Seit der Schließung des letzten tschechischen Steinkohlebergwerks (CSM/ČSM in Stonava) Anfang 2026 ist Polen das einzige EU-Land, in dem noch in nennenswertem Umfang Steinkohle gefördert wird. In vielen europäischen Medien erscheint der polnische Bergbau vor allem als notwendiges Übel. Doch unter bestimmten Bedingungen könnte er eher ein strategischer Baustein sein als eine reine Belastung.

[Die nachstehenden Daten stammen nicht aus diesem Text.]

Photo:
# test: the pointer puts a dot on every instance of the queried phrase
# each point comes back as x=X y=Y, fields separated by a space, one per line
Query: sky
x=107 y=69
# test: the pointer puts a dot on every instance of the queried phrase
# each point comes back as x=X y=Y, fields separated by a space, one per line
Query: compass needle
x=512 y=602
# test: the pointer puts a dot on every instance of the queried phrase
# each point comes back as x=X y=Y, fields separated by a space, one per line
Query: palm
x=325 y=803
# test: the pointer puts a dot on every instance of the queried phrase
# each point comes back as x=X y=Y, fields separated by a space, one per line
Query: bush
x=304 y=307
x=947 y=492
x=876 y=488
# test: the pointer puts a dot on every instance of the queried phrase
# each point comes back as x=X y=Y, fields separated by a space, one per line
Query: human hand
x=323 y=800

Polens Kohle – die Debatte im Überblick

Polens Kohleindustrie ist über 250 Jahre alt. Für viele Menschen ist sie aber keine Geschichte von gestern, sondern Teil des Alltags. Noch immer sind zahlreiche Haushalte und Unternehmen auf Kohle angewiesen. Trotz aller Bemühungen, ihren Anteil am Energiemix zu senken, liefert Kohle weiterhin einen beträchtlichen Teil des polnischen Stroms und heizt ungefähr ein Drittel der Haushalte.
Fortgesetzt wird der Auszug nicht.